“I don’t know if you think they will match, but I do …” said #2 pulling out a pair of plaid shorts and a print shirt. Either one was LOUD on its own. Together they were unbearable.
When #2 was a bit younger, I didn’t care when outfits didn’t match. Preschoolers don’t have any fashion sense. But now in first grade, things are beginning to change. Although I generally try not to exercise too much control over #2’s sartorial choices, today I had to draw the line. #2 made the case that they looked great together. I, squinting so I didn’t have to see them in all their discordant glory, tried to explain that they were, perhaps, a bit too much. Then I tried: “They look too good together. You should spread them out over a couple days.” I wasn’t making any progress, so I told #2 to ask Mother. I would accept whatever her decision was.
Predictably, Mother nearly passed out when she saw #2’s choice. And predictably, #2 retrenched.
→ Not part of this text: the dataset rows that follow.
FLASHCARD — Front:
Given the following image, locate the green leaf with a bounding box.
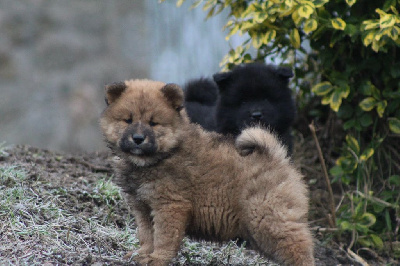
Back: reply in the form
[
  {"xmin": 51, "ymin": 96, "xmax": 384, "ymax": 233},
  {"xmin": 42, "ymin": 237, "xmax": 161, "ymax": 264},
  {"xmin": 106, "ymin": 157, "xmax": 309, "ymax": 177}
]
[
  {"xmin": 329, "ymin": 86, "xmax": 349, "ymax": 112},
  {"xmin": 360, "ymin": 81, "xmax": 373, "ymax": 96},
  {"xmin": 346, "ymin": 135, "xmax": 360, "ymax": 155},
  {"xmin": 385, "ymin": 209, "xmax": 393, "ymax": 231},
  {"xmin": 354, "ymin": 200, "xmax": 364, "ymax": 217},
  {"xmin": 363, "ymin": 30, "xmax": 376, "ymax": 47},
  {"xmin": 371, "ymin": 39, "xmax": 380, "ymax": 52},
  {"xmin": 359, "ymin": 97, "xmax": 377, "ymax": 111},
  {"xmin": 329, "ymin": 91, "xmax": 341, "ymax": 111},
  {"xmin": 225, "ymin": 24, "xmax": 240, "ymax": 40},
  {"xmin": 263, "ymin": 30, "xmax": 276, "ymax": 45},
  {"xmin": 389, "ymin": 66, "xmax": 400, "ymax": 78},
  {"xmin": 290, "ymin": 28, "xmax": 301, "ymax": 48},
  {"xmin": 243, "ymin": 53, "xmax": 252, "ymax": 62},
  {"xmin": 282, "ymin": 0, "xmax": 294, "ymax": 8},
  {"xmin": 389, "ymin": 26, "xmax": 400, "ymax": 40},
  {"xmin": 313, "ymin": 0, "xmax": 329, "ymax": 8},
  {"xmin": 321, "ymin": 95, "xmax": 330, "ymax": 105},
  {"xmin": 254, "ymin": 11, "xmax": 268, "ymax": 23},
  {"xmin": 388, "ymin": 117, "xmax": 400, "ymax": 133},
  {"xmin": 312, "ymin": 81, "xmax": 333, "ymax": 96},
  {"xmin": 343, "ymin": 119, "xmax": 356, "ymax": 130},
  {"xmin": 190, "ymin": 0, "xmax": 202, "ymax": 9},
  {"xmin": 360, "ymin": 148, "xmax": 374, "ymax": 162},
  {"xmin": 375, "ymin": 27, "xmax": 390, "ymax": 41},
  {"xmin": 359, "ymin": 212, "xmax": 376, "ymax": 227},
  {"xmin": 383, "ymin": 0, "xmax": 398, "ymax": 12},
  {"xmin": 372, "ymin": 201, "xmax": 386, "ymax": 213},
  {"xmin": 379, "ymin": 13, "xmax": 396, "ymax": 28},
  {"xmin": 252, "ymin": 34, "xmax": 263, "ymax": 49},
  {"xmin": 390, "ymin": 5, "xmax": 399, "ymax": 15},
  {"xmin": 362, "ymin": 20, "xmax": 380, "ymax": 30},
  {"xmin": 345, "ymin": 0, "xmax": 356, "ymax": 7},
  {"xmin": 176, "ymin": 0, "xmax": 185, "ymax": 7},
  {"xmin": 304, "ymin": 19, "xmax": 318, "ymax": 34},
  {"xmin": 329, "ymin": 165, "xmax": 344, "ymax": 177},
  {"xmin": 337, "ymin": 156, "xmax": 358, "ymax": 172},
  {"xmin": 297, "ymin": 3, "xmax": 314, "ymax": 19},
  {"xmin": 340, "ymin": 85, "xmax": 350, "ymax": 99},
  {"xmin": 360, "ymin": 113, "xmax": 373, "ymax": 127},
  {"xmin": 344, "ymin": 24, "xmax": 358, "ymax": 37},
  {"xmin": 355, "ymin": 223, "xmax": 369, "ymax": 234},
  {"xmin": 240, "ymin": 20, "xmax": 255, "ymax": 31},
  {"xmin": 358, "ymin": 238, "xmax": 373, "ymax": 248},
  {"xmin": 376, "ymin": 100, "xmax": 387, "ymax": 117},
  {"xmin": 339, "ymin": 220, "xmax": 354, "ymax": 231},
  {"xmin": 388, "ymin": 100, "xmax": 400, "ymax": 114},
  {"xmin": 370, "ymin": 83, "xmax": 381, "ymax": 99},
  {"xmin": 338, "ymin": 104, "xmax": 353, "ymax": 119},
  {"xmin": 389, "ymin": 175, "xmax": 400, "ymax": 186},
  {"xmin": 376, "ymin": 8, "xmax": 387, "ymax": 16},
  {"xmin": 291, "ymin": 10, "xmax": 303, "ymax": 26},
  {"xmin": 331, "ymin": 18, "xmax": 346, "ymax": 30}
]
Although I don’t shy away from exerting my parental authority, in small matters I don’t usually see the point. What #1 and #2 wear to school is, usually, a small matter. I don’t, however, want to see #2 go to school in something so startling as to elicit ridicule. So I had to figure out how to tell strong-willed 6-year-old #2 not to wear an train-wreck of an outfit. Adapting Penn and Teller’s sleight of hand trick is key here. I’ve rearranged their “Seven Basic Principles of Magic” into the “Seven Basic Principles of Dressing My Progeny”:
- Steal — to secretly obtain a wanted article of clothing;
- Palm — to hold an article of clothing in an apparently empty hand;
- Load — to secretly move the wanted article of clothing to where its needed;
- Switch — to secretly exchange one article of clothing for another;
- Ditch — to secretly dispose of unwanted article of clothing;
- Misdirection — to lead attention away from a secret move;
- Simulation — to give the impression that an article of clothing was always there in the first place;
This morning, with #2, the trick was getting just the right skirt to go with the shirt. Once I saw that skirt, it was just a matter of Steal—Palm—Load—Switch—Ditch—Misdirection—Simulation and we were good to go. #2 happily danced off to school wearing a cute shirt-skirt combo that made everybody happy and doesn’t attract ridicule or mockery.